For what are we to ask? There are seven things Jesus teaches us to ask for, seven requests or petitions. You know them as they make up the Lord’s Prayer. First and foremost, God would have us pray for His name to be holy among us, for His kingdom to come, and for His will to be done among us. Then He would have us pray for daily bread—for all that we need for our life on earth. Then we are to pray that God would forgive us our trespasses, with the understanding that we, too, are to forgive those who trespass against us. We are to ask God to lead us away from temptation, and to deliver us from evil. Every need that you have in your life falls within the scope of those petitions. Study your Catechism—first the Small, then the Large, and see how much light God has shed on prayer in Martin Luther’s summaries!

But that doesn’t mean you shouldn’t ask for specific things, too. Jesus tells us to ask the Lord of the harvest to send workers into His harvest. Paul commands us to pray for kings and all who are in authority. He asks us to pray for ministers of the Word and for all the churches, for all the saints of God, and for one another. James tells to pray for wisdom.
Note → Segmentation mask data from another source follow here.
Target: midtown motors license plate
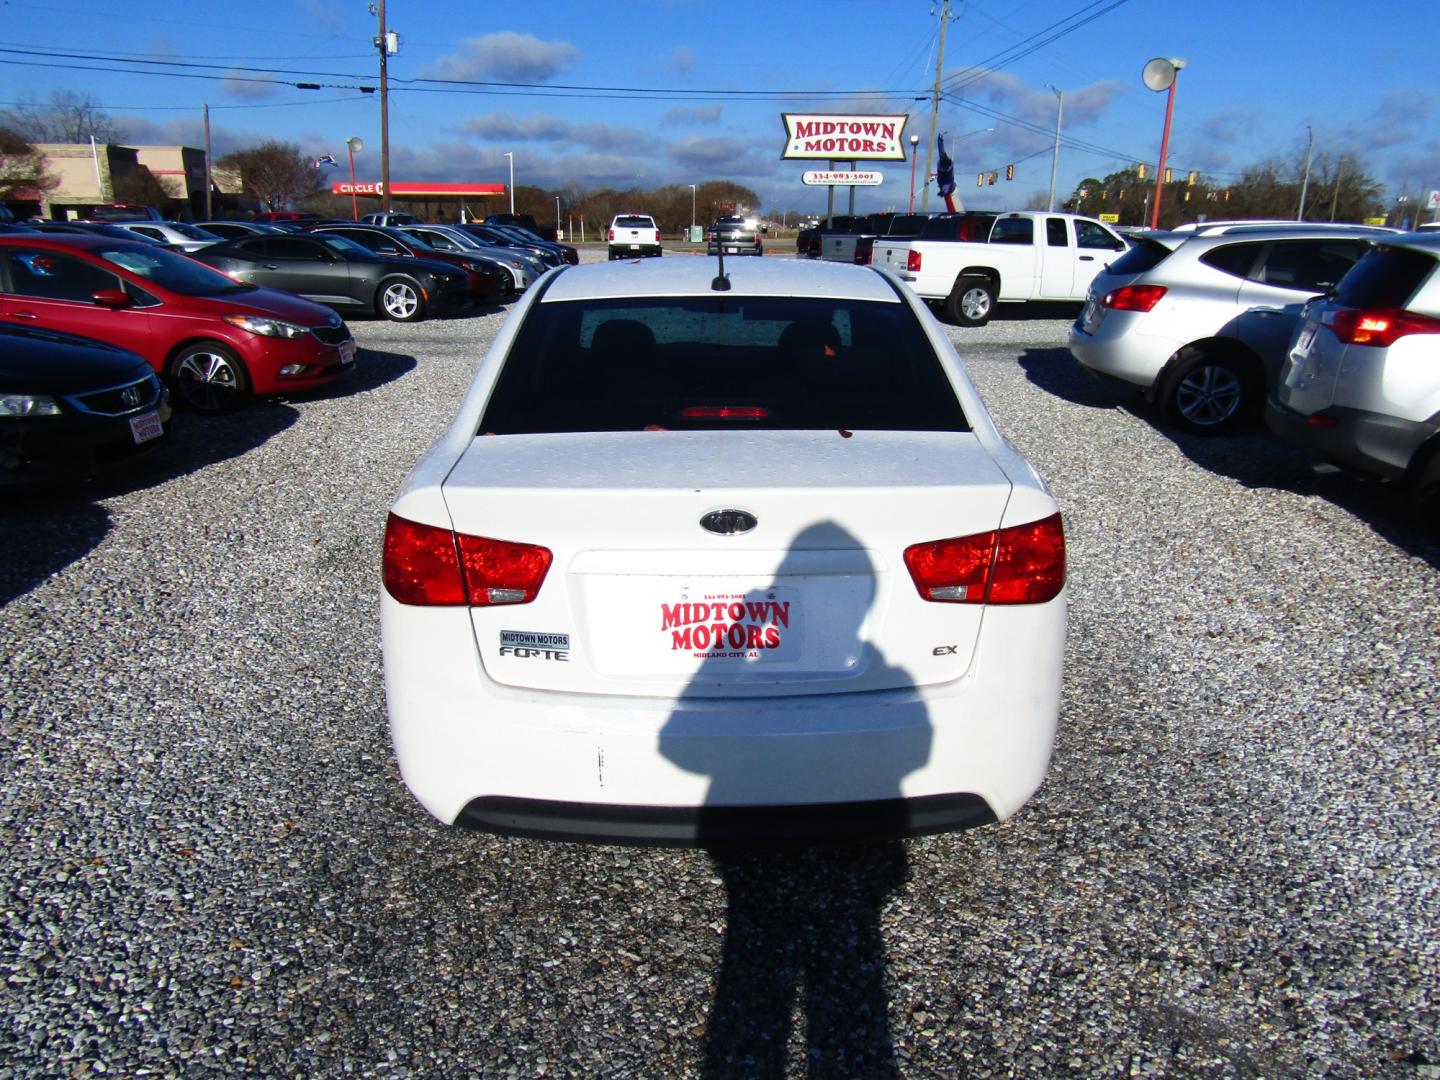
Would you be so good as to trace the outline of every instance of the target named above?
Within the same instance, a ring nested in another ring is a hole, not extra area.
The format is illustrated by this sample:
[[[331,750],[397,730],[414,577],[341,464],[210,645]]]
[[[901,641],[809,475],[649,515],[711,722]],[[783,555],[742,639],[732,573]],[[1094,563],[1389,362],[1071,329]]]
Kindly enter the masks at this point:
[[[341,342],[341,344],[340,344],[340,363],[342,363],[342,364],[353,364],[354,362],[355,362],[355,339],[354,339],[354,338],[351,338],[349,341],[344,341],[344,342]]]
[[[134,436],[137,443],[158,439],[165,434],[165,427],[160,423],[160,414],[148,412],[132,416],[130,418],[130,434]]]

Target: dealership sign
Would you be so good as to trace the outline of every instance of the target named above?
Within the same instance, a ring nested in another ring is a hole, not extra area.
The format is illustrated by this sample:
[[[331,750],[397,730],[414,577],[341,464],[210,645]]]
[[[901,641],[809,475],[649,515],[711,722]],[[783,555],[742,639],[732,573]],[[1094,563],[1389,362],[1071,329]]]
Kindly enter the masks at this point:
[[[836,187],[874,187],[884,182],[885,174],[874,169],[863,172],[808,169],[800,179],[811,187],[829,187],[832,184]]]
[[[788,160],[904,161],[906,116],[782,113]]]

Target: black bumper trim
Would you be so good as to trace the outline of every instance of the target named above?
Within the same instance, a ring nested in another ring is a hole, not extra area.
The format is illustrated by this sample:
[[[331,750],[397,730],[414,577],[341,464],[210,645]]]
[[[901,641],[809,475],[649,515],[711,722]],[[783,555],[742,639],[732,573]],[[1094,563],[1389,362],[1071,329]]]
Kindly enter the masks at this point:
[[[998,819],[979,795],[798,806],[614,806],[485,796],[455,824],[504,836],[598,844],[710,847],[882,840],[954,832]]]

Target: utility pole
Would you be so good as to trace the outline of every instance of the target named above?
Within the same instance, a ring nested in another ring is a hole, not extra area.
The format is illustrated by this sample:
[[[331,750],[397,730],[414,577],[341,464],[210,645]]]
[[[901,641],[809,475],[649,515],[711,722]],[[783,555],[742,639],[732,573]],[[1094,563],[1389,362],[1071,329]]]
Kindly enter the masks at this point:
[[[385,0],[380,0],[380,209],[390,209],[390,34],[385,29]]]
[[[1335,193],[1330,196],[1330,220],[1335,220],[1335,207],[1340,202],[1340,174],[1345,171],[1345,157],[1335,159]]]
[[[215,214],[210,206],[210,189],[215,186],[210,174],[210,106],[202,105],[201,108],[205,113],[205,220],[214,221]]]
[[[940,122],[940,76],[945,71],[945,30],[950,25],[950,0],[940,10],[940,49],[935,54],[935,89],[930,94],[930,139],[925,144],[925,188],[920,195],[920,212],[930,209],[930,163],[935,153],[935,127]],[[853,189],[852,189],[853,190]]]
[[[1048,85],[1048,84],[1047,84]],[[1049,212],[1055,212],[1055,178],[1060,174],[1060,121],[1065,118],[1065,91],[1051,86],[1055,93],[1055,158],[1050,162],[1050,204]]]

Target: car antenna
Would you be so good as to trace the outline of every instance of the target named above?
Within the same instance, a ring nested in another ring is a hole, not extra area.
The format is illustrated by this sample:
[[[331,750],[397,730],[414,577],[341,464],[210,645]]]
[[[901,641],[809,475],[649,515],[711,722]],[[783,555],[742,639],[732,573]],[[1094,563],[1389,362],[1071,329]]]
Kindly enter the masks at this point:
[[[715,229],[715,257],[720,260],[720,272],[710,282],[710,288],[715,292],[729,292],[730,279],[725,276],[725,241],[720,236],[720,226]]]

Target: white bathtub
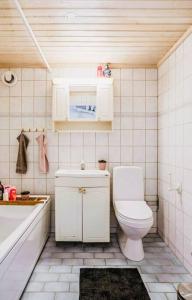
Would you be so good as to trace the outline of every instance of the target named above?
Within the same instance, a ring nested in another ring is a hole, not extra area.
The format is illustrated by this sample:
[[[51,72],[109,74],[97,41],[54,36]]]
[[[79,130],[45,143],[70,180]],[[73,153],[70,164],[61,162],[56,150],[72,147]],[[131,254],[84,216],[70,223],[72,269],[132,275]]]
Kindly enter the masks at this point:
[[[49,230],[49,196],[34,206],[0,205],[0,300],[21,297]]]

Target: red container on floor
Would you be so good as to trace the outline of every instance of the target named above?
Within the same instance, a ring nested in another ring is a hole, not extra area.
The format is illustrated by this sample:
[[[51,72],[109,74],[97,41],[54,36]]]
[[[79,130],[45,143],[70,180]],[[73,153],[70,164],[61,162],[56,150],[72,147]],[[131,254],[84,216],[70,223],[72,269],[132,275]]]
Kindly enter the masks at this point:
[[[17,197],[16,187],[12,186],[9,192],[9,201],[16,201],[16,197]]]

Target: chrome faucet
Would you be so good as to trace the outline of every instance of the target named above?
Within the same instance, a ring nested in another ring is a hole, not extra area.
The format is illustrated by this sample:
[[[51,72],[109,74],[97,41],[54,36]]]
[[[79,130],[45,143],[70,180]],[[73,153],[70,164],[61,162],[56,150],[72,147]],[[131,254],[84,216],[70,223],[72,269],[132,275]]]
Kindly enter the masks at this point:
[[[81,170],[85,170],[85,162],[84,162],[84,160],[81,160],[80,168],[81,168]]]

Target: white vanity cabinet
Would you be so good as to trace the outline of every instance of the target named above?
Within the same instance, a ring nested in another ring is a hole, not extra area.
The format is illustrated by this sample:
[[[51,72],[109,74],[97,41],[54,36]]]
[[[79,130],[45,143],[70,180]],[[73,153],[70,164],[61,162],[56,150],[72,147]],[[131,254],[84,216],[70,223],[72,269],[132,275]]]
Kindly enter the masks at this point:
[[[83,241],[109,242],[109,187],[86,188],[83,195]]]
[[[99,170],[69,172],[56,172],[56,241],[109,242],[110,174]]]
[[[55,226],[56,241],[82,241],[82,196],[77,188],[56,186]]]

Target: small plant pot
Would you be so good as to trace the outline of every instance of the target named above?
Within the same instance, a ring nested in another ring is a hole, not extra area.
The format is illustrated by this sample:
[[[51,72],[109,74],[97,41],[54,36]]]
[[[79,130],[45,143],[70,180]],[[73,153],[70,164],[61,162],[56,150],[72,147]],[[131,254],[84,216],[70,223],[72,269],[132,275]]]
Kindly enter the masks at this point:
[[[107,162],[105,160],[99,160],[99,170],[104,171],[106,169]]]
[[[21,192],[21,199],[22,200],[29,200],[30,192],[29,191],[24,191]]]

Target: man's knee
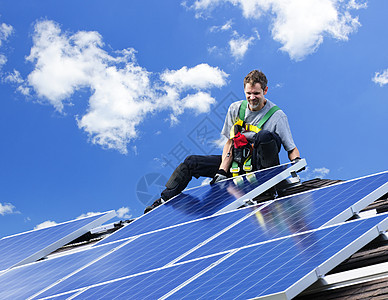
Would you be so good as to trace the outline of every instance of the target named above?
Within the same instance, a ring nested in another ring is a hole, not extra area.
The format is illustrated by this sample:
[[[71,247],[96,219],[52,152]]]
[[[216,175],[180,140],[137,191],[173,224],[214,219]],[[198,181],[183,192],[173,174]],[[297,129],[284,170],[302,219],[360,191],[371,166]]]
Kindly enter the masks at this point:
[[[260,130],[255,134],[255,146],[258,146],[261,143],[269,143],[274,140],[274,134],[268,130]]]
[[[188,166],[183,162],[172,173],[170,179],[166,183],[168,189],[180,189],[179,186],[187,185],[191,180],[190,170]]]
[[[189,170],[193,170],[198,165],[198,155],[189,155],[183,161]]]
[[[267,130],[259,131],[255,136],[254,167],[257,170],[280,164],[280,141],[274,133]]]

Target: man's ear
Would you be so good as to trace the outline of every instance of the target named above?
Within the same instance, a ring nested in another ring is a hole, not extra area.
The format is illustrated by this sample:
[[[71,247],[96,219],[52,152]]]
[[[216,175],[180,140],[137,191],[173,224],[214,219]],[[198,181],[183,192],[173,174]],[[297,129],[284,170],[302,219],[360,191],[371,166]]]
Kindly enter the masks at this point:
[[[265,94],[267,94],[267,92],[268,92],[268,86],[265,87],[263,94],[265,95]]]

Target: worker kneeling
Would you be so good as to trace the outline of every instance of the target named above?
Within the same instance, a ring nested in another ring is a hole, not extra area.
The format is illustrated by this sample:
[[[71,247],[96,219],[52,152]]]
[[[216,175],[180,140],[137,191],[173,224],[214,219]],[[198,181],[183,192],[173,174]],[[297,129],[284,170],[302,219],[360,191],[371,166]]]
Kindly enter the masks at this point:
[[[281,145],[290,161],[300,159],[286,114],[265,98],[267,78],[258,70],[244,78],[246,100],[229,106],[221,134],[227,138],[222,155],[190,155],[173,172],[161,193],[145,213],[182,192],[192,177],[228,177],[279,164]]]

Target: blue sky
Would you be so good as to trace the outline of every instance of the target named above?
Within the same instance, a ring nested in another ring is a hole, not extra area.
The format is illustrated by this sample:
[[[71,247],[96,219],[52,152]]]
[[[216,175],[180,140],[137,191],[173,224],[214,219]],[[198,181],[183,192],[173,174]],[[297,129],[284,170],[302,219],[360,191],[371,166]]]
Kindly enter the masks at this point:
[[[0,236],[139,216],[187,154],[221,152],[225,110],[252,69],[288,115],[304,180],[385,171],[386,11],[384,0],[0,0]]]

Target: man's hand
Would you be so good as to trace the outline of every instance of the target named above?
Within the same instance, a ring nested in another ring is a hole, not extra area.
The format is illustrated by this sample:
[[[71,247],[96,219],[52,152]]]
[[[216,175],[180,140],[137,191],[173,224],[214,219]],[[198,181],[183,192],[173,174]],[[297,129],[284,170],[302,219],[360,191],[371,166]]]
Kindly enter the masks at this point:
[[[219,169],[217,171],[216,175],[214,175],[213,180],[210,181],[210,184],[215,184],[216,182],[219,182],[219,181],[224,180],[226,178],[228,178],[228,176],[227,176],[225,170]]]
[[[298,156],[298,157],[295,157],[293,160],[291,160],[291,163],[292,164],[296,164],[298,161],[300,161],[301,160],[301,158]],[[306,167],[303,167],[302,169],[300,169],[299,171],[297,171],[297,172],[300,172],[300,171],[304,171],[304,170],[306,170]]]

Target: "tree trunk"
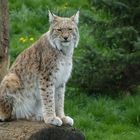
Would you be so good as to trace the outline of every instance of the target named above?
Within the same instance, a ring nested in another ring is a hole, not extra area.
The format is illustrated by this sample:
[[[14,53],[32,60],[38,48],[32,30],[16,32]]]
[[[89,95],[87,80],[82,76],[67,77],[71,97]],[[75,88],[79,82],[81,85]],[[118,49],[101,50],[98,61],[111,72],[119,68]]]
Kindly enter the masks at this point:
[[[85,137],[72,127],[19,120],[0,123],[0,140],[85,140]]]
[[[7,73],[9,67],[8,36],[7,0],[0,0],[0,82]]]

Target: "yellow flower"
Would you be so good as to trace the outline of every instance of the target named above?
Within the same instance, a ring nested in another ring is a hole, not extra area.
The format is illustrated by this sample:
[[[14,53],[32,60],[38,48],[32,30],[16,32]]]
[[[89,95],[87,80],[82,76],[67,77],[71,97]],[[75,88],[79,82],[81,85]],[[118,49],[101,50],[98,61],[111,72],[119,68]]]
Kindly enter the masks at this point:
[[[24,38],[24,37],[21,37],[21,38],[19,39],[19,41],[22,42],[22,43],[25,43],[25,42],[27,41],[27,39]]]
[[[32,42],[32,41],[34,41],[34,38],[33,37],[30,37],[29,40]]]
[[[22,40],[22,43],[25,43],[26,41],[27,41],[27,39],[24,38],[24,39]]]
[[[23,40],[24,40],[24,37],[21,37],[21,38],[19,39],[19,41],[21,41],[21,42],[22,42]]]

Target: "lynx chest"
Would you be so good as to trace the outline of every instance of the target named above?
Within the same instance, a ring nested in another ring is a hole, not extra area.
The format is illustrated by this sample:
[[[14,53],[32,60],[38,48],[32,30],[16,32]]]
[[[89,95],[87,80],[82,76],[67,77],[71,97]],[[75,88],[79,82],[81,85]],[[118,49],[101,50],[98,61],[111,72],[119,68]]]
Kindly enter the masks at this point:
[[[71,58],[63,58],[58,61],[57,71],[55,73],[56,77],[56,87],[66,83],[71,75],[72,71],[72,59]]]

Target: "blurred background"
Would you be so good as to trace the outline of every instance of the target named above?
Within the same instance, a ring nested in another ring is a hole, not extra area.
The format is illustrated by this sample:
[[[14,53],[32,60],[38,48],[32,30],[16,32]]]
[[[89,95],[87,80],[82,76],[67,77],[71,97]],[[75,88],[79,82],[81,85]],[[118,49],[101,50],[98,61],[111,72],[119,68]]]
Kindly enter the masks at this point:
[[[10,0],[11,64],[48,31],[48,10],[66,17],[80,10],[66,114],[87,140],[138,140],[140,1]]]

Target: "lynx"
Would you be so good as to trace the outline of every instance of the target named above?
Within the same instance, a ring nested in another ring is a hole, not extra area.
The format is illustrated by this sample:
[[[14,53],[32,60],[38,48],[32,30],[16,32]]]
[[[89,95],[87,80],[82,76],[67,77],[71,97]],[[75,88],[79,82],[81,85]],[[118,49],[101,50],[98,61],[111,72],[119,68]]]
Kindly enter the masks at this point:
[[[70,18],[49,11],[49,31],[24,50],[0,84],[0,120],[28,119],[73,125],[64,92],[79,41],[79,11]]]

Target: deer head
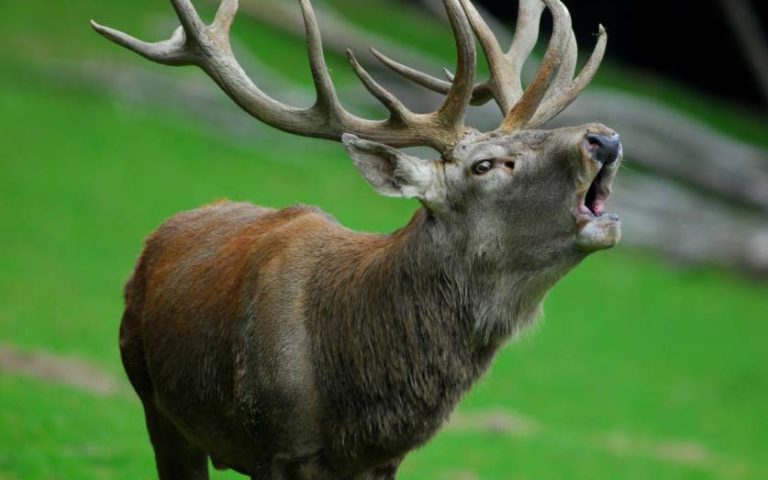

And when you don’t know what else to pray for, don’t despair. It’s yet another reason why God has sent down His Holy Spirit to dwell with us here on earth in this Christian Church. As Paul writes, For we do not know what we should pray for as we ought, but the Spirit Himself makes intercession for us with groanings which cannot be uttered. Now He who searches the hearts knows what the mind of the Spirit is, because He makes intercession for the saints according to the will of God.

Why will God hear and answer these prayers? Not only because He has commanded it. Not only because He has promised it. Not only because we ask for things according to His will, for things He Himself wants to give. But, as Jesus says in the Gospel, because the Father loves you, because you have loved Me, and have believed that I came forth from God. The Father loves you. This is a different word in Greek for love than “God so loved the world, etc.” That word is the big word that expresses God’s selfless devotion to the world, not because He sees anything attractive about the world, but because God chooses to love it anyway. But here in our Gospel, it’s the friendship kind of love. The love of mutual benefit, love where there is something likable in the other, something we have in common with each other. What is that thing that the Father finds likable in you, the thing that He has in common with you? It’s the very thing His Spirit has worked in you, a love for Jesus. “This one loves My beloved Son. This one believes in Jesus, whom I sent to be the world’s Savior. Of course I will hear! Of course I will help!” Isn’t that amazing? You couldn’t love or believe in Jesus by nature. But God’s own Spirit has worked faith and love in your heart, and now God sees that love as the very reason why He should hear your prayers and help you in your need.

This is the gift of prayer—Christian prayer. Use it! Use it each and every day, for all the reasons we’ve considered today. You know the true God and how to approach Him. He’s commanded you to pray. He’s promised to hear. He’s taught you what to pray for. And He’s tied it all to Christ Jesus, the beloved Son of God, whom you also love, and for whose sake the Father also loves you. So ask, as dear children ask their Father! And when you ask, remember to give thanks for this special gift of Christian prayer. Amen.